Vanished in Chicago (Vanished)
Page 1
PROLOGUE
JAKUB
THREE MONTHS EARLIER
“What the fuck do you think he wants?” I look at my little brother, Jozef, and shake my head. He is asking the very same question I am wondering. Being summoned by our father is not something that happens often. Especially not to his primary place of business. Not being the trash, my father would rather not flaunt.
Maybe I should go back to the beginning. My father is a Polish crime boss, Mikolaj Zielinska. The position and organization were handed down to him by his father and his father and so on and so forth. His marriage to his wife Anya was arranged by my grandfather. Her father was the biggest exporter of goods, both legal and illegal, and they saw a way for it to benefit them both. Now I should say at the time; my father was dating my mother, Paulina Wojcik, whom he had been dating since high school. She was from the wrong side of the tracks, and as such, she was considered a Kulva, which means whore. By the time my father’s wedding happened, she was already pregnant with me.
You’d think he would take his vows seriously enough to simply take care of the kid he made and not step out on his wife but, nope. My mom, still in love with him, relegated herself to being the mistress. The dirty not-so-secret who bore him yet another son, three years later, two years before the son he had with his new wife. Yeah. My old man is a piece of work.
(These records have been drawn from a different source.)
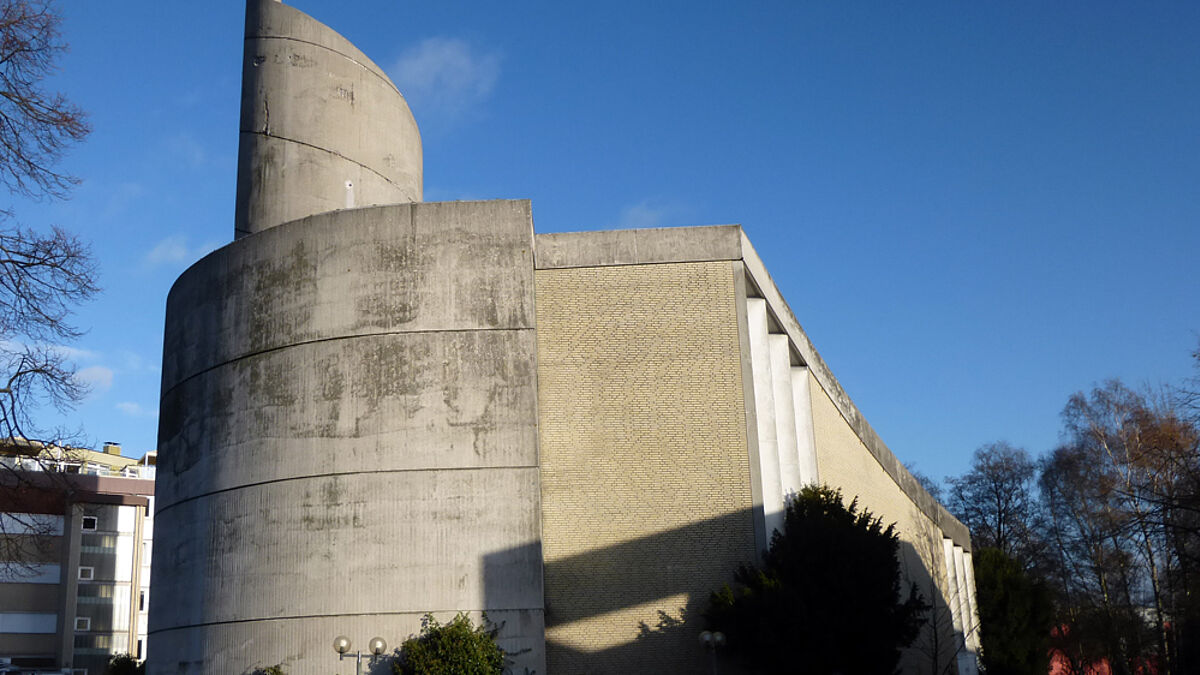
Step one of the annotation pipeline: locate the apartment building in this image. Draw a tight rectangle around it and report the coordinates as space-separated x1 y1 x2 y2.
0 438 157 675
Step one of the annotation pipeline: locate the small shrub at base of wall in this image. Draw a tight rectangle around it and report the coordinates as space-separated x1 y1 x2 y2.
392 614 505 675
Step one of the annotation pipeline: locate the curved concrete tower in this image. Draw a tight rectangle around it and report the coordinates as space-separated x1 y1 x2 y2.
234 0 421 237
148 0 545 675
Oh, don’t misunderstand, his wife knew. She didn’t care. She was a chess piece in her father's life, and she knew it. So, she grinned and kept her mouth shut. Hell, it’s not like she had to be around us. My father did a great job at keeping his two families apart. We stayed on the other side of the tracks, in the hood. The place he slummed when he wanted to do his business. Albeit we had the nicest house on the block, but it was the slums, and he knew it.
As we grew older, we began to understand the dynamics of our life, and resentment set in, but by then, we were being groomed to join the low-end part of his business as his bastard sons who would never be good enough. We would be outcast if it weren’t for our grandfather, but he took my brother and me under his wing and showed us what it meant to be a Zielinska, even though we would never bear the name.
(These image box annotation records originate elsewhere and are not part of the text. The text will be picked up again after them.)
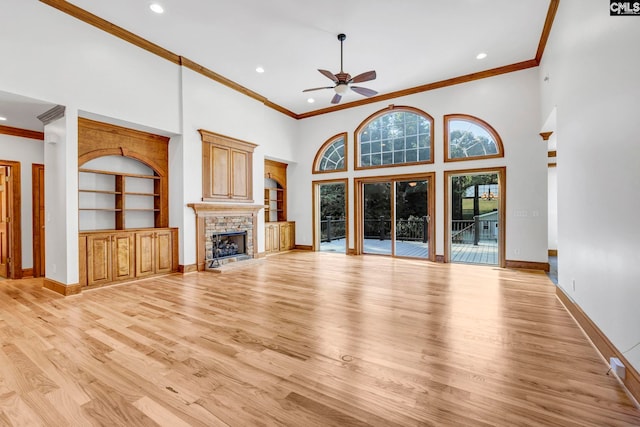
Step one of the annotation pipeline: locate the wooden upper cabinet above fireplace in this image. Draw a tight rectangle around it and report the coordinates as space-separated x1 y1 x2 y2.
198 129 257 202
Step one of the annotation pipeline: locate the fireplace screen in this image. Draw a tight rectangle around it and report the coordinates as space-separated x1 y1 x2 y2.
209 231 247 268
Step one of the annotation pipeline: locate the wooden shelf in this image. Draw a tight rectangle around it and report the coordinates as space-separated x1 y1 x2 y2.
78 189 122 194
78 168 160 179
124 191 159 197
79 168 163 231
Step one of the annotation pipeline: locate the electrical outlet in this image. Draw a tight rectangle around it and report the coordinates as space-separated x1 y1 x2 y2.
609 357 627 380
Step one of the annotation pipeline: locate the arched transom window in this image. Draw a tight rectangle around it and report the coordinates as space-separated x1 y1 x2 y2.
356 107 433 169
444 114 504 162
313 132 347 173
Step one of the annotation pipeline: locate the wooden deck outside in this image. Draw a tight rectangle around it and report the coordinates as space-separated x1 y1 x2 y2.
320 239 498 265
451 241 498 265
0 251 640 427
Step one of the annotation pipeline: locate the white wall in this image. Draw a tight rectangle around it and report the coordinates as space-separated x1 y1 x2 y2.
547 167 558 250
539 0 640 370
179 69 297 265
287 69 547 262
0 134 44 269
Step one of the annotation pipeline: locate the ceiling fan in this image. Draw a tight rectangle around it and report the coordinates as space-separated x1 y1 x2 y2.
303 34 378 104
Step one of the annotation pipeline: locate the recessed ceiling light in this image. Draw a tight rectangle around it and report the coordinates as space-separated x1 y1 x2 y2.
149 3 164 13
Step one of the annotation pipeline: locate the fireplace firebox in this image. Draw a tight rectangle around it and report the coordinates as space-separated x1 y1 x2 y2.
207 231 249 268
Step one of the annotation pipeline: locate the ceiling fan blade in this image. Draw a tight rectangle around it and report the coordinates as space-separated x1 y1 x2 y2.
303 86 333 92
349 70 376 83
318 68 338 83
351 86 378 96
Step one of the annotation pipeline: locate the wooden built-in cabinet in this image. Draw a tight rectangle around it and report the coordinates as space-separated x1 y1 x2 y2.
264 160 296 254
199 129 256 202
264 188 286 222
79 228 178 287
78 168 165 230
78 118 179 287
264 221 296 253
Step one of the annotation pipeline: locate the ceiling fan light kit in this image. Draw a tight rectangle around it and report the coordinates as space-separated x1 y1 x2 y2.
303 34 378 104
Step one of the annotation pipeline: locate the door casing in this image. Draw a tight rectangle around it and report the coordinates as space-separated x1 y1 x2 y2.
354 172 436 262
444 166 507 268
0 160 22 279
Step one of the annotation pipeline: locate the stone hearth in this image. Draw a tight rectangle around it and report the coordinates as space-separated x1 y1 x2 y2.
188 203 264 271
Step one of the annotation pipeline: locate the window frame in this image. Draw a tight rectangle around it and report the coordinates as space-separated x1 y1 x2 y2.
353 105 435 170
312 132 349 174
443 114 504 163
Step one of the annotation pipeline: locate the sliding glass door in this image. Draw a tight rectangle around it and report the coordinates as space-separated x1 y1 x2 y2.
362 182 393 255
357 176 432 259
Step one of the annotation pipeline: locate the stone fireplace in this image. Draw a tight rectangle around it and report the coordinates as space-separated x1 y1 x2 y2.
188 203 264 271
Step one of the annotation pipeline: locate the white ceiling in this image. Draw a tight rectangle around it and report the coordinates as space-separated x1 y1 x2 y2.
0 91 55 132
69 0 549 114
0 0 549 130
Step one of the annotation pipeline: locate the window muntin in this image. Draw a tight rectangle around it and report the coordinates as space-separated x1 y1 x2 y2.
356 107 433 169
313 132 347 173
444 114 504 161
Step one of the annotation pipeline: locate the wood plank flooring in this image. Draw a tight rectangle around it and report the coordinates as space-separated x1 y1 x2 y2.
0 251 640 426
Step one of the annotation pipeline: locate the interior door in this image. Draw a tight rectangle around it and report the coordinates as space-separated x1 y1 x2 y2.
32 164 45 277
362 182 393 255
393 179 431 258
316 182 347 253
0 166 9 277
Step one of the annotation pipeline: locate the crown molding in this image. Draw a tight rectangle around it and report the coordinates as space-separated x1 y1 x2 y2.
40 0 560 120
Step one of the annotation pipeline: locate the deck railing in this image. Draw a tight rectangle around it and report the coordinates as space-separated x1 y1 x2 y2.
364 215 429 243
320 216 347 242
451 217 498 245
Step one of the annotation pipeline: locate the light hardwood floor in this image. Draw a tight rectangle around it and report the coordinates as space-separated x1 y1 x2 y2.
0 251 640 427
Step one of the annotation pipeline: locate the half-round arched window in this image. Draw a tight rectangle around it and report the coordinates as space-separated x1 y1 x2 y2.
313 132 347 173
444 114 504 162
355 106 433 169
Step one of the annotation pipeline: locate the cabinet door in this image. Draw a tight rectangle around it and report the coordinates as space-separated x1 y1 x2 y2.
112 233 135 280
280 222 289 251
209 145 230 199
264 225 273 253
154 230 173 273
135 231 155 277
265 224 280 252
231 150 251 200
87 234 113 286
289 222 296 249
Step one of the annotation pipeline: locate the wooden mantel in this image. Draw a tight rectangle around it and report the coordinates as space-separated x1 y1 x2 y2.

As time went on, it became clear his son, his ‘heir’ by his wife, wouldn’t have the cojones for this life; hell, even my Dziadek, grandpa, knows it. He told my father as such, much to his dismay. Ironic, really, when you think about it. The sons he pushed aside and shunned for all intents and purposes are the ones built for the life. You pretty boys don’t have the guts.
Ordinarily, I balk at being summoned by him, respect for him dying a long time ago, but something about this felt different. Like charged with expectation and a bit of reticence. That got my attention.
Too bad I am not psychic because of the bullshit that happens next… hell, not even Satan saw it coming.
ONE
JAKUB
PRESENT DAY
I have no idea how long I have been outside in my car, staring at the entrance to this fucking campus, waiting on the blonde-haired angel to exit the building. For two months, I have been stalking, following, logging everything about the family, trying to find a way in. I found it two weeks ago.
That day three months ago, when my father summoned me and my brother to his office, it was to tell me that the Don of New York and New Jersey, Guiseppe DeSantis, and the four men under him were ambushed and murdered by the Russians, leaving his organization in every city vulnerable. My father felt this was our way in. In his mind, the rest of the DeSantis’ family is weak. When I congratulated him and made to turn my back, he stopped me by telling me he was giving me Chicago, provided I could get Romeo DeSantis, the Don in charge of the Chicago part of the DeSantis family, to surrender his territory.
I stared at him for a minute, sure I heard him wrong about giving this city to me, but he looked me in my eye and told me he knew Goya, his legitimate son by his wife, would never have the heart or kulki, balls for this life and his legacy were more important than a name. My little brother Jozef looked at me slack-jawed, equally as dumbfounded. When he stood and held his hand out for me to shake, cementing my place, something in me shifted. I felt validated for once in my life, not like the garbage he and his wife have made my brother and I feel all these years.